Jim Carrick-Birtwell 00:11
Hello, everybody, welcome or welcome back to Future Talent Conference 2021.
We're at the start of a second four hour session. Now I appreciate we've got well over 1000 people joining us from all over the world. I think we're up to 50 odd countries. I appreciate we're all we were just having a little conversation behind the scenes before we went live with with Tim, who's gonna be our emcee and Nilofer our next guest speaker about different levels of caffeination.
I appreciate there are different levels of caffeination going on in our audience all around the world. And that's a very exciting thing. In terms of the session we've had earlier, there were some amazing speakers that actually the thing I took away from it, the theme for our conference and the conversation that we're having today is transforming skills and inclusion.
And I mentioned as well, that cognitive diversity was a particular angle on inclusion that we were really keen to explore. And what's so impressed me by all the different talks that we had earlier on.
Were the fact that I guess the call to action that that I've made about the referencing my tutor from college saying get beneath the jargon, rhetoric without meaning is nonsense, make sense of it. And actually, that was the overarching theme that came across there were so many different angles and perspectives that we're trying to make sense in very real terms of these huge challenges that we face that you know, I quoted Martin Luther King earlier. There. Is a fierce urgency of now, the challenges that we have, whether they are how do we make sure that we are including more people who've previously been left out, disenfranchised from our workforces?
There are pressures from investors from ESG to make these changes, but more than that, there are pressures from all parts of the world. And all generations, people are coming together in allyship, to say, we have to do better.
I think from a skills perspective, we've also learned that we've all got so much to learn. And the thing that I took away again from the session earlier, was in a nutshell, we've got to unlearn so much. That got us to this point in our lives, both as individuals and as leaders in organisations. And that's, that's kind of a big mindset to get our heads around. And if I think about my own background, here I am today speaking to 1000 people or more live from my own living room.
And actually I had some amazing comments earlier people saying you know, really enjoyed what you said but it's maybe helpful to share that. When I first went to college, I had beatable you know for come from a you know, a family, lots of love, lots of conversation around the table, but I didn't know how to translate how to have conversations with the kind of characters I shared earlier.
You know, this was my family to go to university, ended up going to Oxford University. And I was amazed at how easy everybody could talk about anything. And I thought, how do they do that? And I went to work studying, thinking, learning, observing, how do they talk?
I said that to my kids, because they see me, you know, 20, 30 years later talking - can't shut me up, but actually sharing the fact that I've had to go to work and put that together.
And actually that's had to be applied time and time again. I mentioned also recently, I've had the privilege of working with RADA business who've helped take my confidence to speak in a setting like this to a completely new level. So I think what the pandemic has shown us is that we have to be learning new skills before the pandemic. We could get by if we were running a
successful seat desk function business as long as the p&l added up, everybody was okay.

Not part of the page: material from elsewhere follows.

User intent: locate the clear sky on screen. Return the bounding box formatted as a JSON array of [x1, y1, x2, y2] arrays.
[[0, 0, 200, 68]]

Kind of no real flies on us. Actually, since then, the demands the bar has gone higher on the capabilities of managers and leaders. It's Can you be a caring leader? Can you be a vulnerable leader? Can you be an empathetic leader? Can you be an inclusive leader? Do you know what that means? And this is forcing many, many people, leaders, managers to rethink.
Now that's a really good thing. I think that hopefully the conversations that we're having and the vulnerability that people are sharing gives you the confidence as individuals, as managers, as leaders, to think differently about how we chart through this very, very important time.
My final point would be actually we've got an amazing lineup of speakers, and they are, they are change agents. They are people who you know, gardening is a great passion and other learning in later life. One of the great things about gardening is you get to learn that you have to prune back and allow things to die and a natural recycle of rebirth comes in and that's how I like to think of change and transformation.
We have to prune we have to let go so that green shoots can come up and we can get things growing that we never imagined.